En demi-finale, déterminée, elle rentre dans l’arène Carioca. Son énergie séduit le public. Les spectateurs prennent fait et cause pour elle. Elle réalise un fauchage intérieur. Puis elle renverse sur le dos Song Yu la Chinoise de 128 kg, ippon ! Elle bat à la surprise générale la championne du monde en titre. La Martiniquaise est en finale. Une journée couronnée par le sacre olympique.
L’accomplissement d’une athlète qui ne semblait pas prédestinée au sommet de l’Olympe
Émilie n’a jamais souhaité pratiquer du sport de haut niveau. Sa mère l’inscrit au club de sa commune de Marcheprime, dans la région de Bordeaux. À l’âge de 5 ans, elle fait ses premières roulades sur les tatamis. La gamine combat régulièrement contre des garçons. À 17 ans, elle prend la direction de la capitale et de l’INSEP, l’institut national du sport. Elle porte désormais les couleurs du Red Star Champigny. La judokate concilie études et carrière sportive.
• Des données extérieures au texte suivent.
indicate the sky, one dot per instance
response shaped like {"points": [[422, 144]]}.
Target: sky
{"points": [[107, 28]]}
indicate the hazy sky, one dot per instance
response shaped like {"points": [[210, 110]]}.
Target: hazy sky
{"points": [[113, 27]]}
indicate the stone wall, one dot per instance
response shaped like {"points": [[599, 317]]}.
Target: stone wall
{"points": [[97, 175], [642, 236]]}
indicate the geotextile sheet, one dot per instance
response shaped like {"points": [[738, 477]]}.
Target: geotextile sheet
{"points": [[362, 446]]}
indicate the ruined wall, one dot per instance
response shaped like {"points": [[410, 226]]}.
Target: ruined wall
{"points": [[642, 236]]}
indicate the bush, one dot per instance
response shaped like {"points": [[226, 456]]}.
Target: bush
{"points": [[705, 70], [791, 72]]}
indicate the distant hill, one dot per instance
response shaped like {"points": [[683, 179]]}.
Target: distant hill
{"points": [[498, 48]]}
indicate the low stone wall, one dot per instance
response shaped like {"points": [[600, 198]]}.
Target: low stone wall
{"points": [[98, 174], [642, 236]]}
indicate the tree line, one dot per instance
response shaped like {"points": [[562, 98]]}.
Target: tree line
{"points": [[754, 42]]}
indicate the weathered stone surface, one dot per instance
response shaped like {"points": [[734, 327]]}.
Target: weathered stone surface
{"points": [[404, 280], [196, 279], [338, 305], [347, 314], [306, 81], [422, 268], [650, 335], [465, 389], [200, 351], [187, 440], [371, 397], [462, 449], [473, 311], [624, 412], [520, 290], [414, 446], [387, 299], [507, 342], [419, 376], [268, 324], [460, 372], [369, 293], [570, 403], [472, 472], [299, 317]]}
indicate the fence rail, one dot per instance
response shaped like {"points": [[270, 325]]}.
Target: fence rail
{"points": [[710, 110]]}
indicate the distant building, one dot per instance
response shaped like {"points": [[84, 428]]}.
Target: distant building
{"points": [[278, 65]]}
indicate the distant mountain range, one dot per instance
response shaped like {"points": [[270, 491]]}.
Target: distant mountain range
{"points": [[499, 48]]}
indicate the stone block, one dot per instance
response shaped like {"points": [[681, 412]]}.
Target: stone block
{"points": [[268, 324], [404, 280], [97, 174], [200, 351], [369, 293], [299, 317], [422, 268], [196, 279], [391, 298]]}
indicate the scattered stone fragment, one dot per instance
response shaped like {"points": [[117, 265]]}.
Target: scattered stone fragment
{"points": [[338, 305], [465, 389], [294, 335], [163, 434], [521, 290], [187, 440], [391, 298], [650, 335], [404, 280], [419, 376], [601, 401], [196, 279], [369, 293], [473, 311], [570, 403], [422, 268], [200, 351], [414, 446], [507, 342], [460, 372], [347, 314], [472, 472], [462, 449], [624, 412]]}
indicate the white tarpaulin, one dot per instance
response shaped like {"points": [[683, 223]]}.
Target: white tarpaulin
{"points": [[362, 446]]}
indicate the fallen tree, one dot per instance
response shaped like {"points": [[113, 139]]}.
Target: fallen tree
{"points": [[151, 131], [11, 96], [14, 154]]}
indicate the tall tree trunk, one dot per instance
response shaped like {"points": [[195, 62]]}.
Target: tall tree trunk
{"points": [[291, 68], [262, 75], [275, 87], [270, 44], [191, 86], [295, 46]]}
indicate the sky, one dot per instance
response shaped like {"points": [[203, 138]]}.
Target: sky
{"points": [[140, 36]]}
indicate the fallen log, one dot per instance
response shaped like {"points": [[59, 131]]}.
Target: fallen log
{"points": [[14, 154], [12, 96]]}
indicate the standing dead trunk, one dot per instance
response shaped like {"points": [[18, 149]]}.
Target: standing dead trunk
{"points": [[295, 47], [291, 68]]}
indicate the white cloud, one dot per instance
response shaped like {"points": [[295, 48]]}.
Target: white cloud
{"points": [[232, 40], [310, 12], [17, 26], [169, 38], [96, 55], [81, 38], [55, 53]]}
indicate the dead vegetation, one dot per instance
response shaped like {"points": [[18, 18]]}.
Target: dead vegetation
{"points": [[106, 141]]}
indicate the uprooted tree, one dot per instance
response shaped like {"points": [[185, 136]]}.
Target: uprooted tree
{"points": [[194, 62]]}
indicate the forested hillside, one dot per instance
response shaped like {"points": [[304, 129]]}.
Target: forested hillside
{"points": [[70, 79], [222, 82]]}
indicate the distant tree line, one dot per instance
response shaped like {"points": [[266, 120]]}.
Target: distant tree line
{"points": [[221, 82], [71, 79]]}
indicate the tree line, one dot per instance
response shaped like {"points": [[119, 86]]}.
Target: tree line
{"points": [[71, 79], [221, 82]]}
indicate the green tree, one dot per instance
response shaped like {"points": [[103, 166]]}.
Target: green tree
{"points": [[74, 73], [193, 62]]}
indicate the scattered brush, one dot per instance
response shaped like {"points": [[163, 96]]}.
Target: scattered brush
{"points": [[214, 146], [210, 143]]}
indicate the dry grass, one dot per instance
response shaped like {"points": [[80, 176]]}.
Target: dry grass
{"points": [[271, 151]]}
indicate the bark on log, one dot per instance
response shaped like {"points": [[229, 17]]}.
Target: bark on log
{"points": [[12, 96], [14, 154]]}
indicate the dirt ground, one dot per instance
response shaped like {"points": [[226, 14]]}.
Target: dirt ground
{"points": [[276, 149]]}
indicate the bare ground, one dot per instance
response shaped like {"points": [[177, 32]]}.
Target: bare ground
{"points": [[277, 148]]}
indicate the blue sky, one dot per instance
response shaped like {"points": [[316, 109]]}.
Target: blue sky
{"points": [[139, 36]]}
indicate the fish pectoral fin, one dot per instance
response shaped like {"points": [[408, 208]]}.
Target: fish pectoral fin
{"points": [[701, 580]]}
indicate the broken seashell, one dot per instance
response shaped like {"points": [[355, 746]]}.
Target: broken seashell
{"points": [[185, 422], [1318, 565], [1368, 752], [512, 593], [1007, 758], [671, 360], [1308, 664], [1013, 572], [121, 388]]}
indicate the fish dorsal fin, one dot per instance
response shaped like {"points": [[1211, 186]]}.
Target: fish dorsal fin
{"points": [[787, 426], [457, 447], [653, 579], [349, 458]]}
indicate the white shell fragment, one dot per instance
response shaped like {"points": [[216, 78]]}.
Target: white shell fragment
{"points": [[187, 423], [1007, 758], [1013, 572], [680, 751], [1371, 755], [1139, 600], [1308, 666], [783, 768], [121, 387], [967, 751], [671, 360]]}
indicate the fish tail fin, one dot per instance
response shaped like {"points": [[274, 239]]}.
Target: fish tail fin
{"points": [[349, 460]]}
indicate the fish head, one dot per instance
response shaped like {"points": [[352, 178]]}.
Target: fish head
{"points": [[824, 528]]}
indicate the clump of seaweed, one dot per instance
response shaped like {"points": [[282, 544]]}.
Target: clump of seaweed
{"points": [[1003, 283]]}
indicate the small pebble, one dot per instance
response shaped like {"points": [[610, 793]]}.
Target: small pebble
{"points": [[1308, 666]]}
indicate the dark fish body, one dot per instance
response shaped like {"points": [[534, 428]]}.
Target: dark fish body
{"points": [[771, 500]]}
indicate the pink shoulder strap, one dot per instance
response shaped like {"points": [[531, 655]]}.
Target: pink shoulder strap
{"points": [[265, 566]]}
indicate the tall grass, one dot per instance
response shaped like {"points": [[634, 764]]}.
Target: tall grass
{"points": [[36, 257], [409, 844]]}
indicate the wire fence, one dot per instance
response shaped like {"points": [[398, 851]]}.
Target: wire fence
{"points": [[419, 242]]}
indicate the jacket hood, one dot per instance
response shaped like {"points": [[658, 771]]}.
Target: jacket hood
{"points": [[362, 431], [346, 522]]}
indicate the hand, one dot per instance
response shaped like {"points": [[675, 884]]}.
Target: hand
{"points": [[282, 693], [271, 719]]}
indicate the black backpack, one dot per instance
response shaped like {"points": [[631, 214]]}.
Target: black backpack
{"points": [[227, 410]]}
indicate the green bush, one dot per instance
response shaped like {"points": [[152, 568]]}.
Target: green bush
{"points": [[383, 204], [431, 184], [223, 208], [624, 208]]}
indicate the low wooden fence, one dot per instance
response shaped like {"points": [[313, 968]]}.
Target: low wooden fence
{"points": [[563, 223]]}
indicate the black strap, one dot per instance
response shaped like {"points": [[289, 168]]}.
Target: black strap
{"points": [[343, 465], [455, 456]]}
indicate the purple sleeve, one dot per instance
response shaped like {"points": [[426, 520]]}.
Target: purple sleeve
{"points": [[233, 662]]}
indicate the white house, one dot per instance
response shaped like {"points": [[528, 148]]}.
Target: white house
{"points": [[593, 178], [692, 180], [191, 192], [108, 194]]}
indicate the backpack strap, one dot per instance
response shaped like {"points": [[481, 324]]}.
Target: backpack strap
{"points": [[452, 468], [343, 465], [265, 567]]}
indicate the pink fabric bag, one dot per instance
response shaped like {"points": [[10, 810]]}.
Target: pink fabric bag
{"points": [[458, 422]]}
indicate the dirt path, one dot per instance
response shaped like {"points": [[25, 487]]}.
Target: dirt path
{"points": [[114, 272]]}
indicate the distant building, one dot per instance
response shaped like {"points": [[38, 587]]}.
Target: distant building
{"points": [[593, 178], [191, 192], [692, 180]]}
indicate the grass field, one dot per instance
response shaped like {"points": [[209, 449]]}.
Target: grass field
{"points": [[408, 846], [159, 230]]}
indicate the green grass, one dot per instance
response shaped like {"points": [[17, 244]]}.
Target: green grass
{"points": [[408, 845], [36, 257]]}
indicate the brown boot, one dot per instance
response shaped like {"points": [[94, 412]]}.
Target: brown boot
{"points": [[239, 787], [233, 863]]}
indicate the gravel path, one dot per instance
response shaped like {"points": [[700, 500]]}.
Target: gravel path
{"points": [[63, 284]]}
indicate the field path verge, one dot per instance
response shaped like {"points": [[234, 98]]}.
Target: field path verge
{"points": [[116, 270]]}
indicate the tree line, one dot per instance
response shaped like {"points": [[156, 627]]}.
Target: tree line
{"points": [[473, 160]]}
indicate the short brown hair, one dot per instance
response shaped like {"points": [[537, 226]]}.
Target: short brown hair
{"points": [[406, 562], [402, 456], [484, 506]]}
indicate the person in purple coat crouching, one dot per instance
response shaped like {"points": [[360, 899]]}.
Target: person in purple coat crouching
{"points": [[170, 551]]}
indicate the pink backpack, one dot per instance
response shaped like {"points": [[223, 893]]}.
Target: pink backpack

Mais en 2008, elle tombe en dépression. Faute de résultat, elle est menacée d’exclusion de l’INSEP. Et de surcroît, atteinte d’un cancer de la thyroïde, elle subit une opération chirurgicale. Elle touche le fond. Elle remonte la pente et se relève. Elle s’acharne au travail, se muscle. Elle décroche la 3ème place aux mondiaux de 2014. Émilie est sacrée championne d'Europe la même année à Montpellier, en présence de toute sa famille. Aux JO de Rio, Andéol et Riner rapportent les seules médailles d’or du judo français. La Martiniquaise partage avec Teddy Riner le trophée de "champion des champions" France pour l'année 2016 décerné par l’Equipe, le quotidien sportif. Elle prend sa revanche, elle marque de son empreinte le mur du dojo de l'INSEP qui regroupe les grands champions du judo français.
Deux ans jour pour jour après son sacre aux Jeux olympiques, le 12 août 2018, la judokate annonce sa retraite sportive. Elle souffre d'arthrose avancée aux genoux. Bac, DUT techniques de commercialisation, licence management des organisations, professorat de judo, en poche, elle repart en Gironde aux côtés de ses proches. Malgré ses multiples diplômes et douze années de haut niveau en judo, elle connaît une période de chômage. Elle pousse publiquement un cri du cœur : "Parfois, je regrette d'avoir été championne olympique, la chute aurait été moins dure." Quelques semaines plus tard, elle trouve un emploi chez Ippon Technologie dans le secteur de la formation et commente notamment les épreuves de judo sur France Télévisions lors des JO.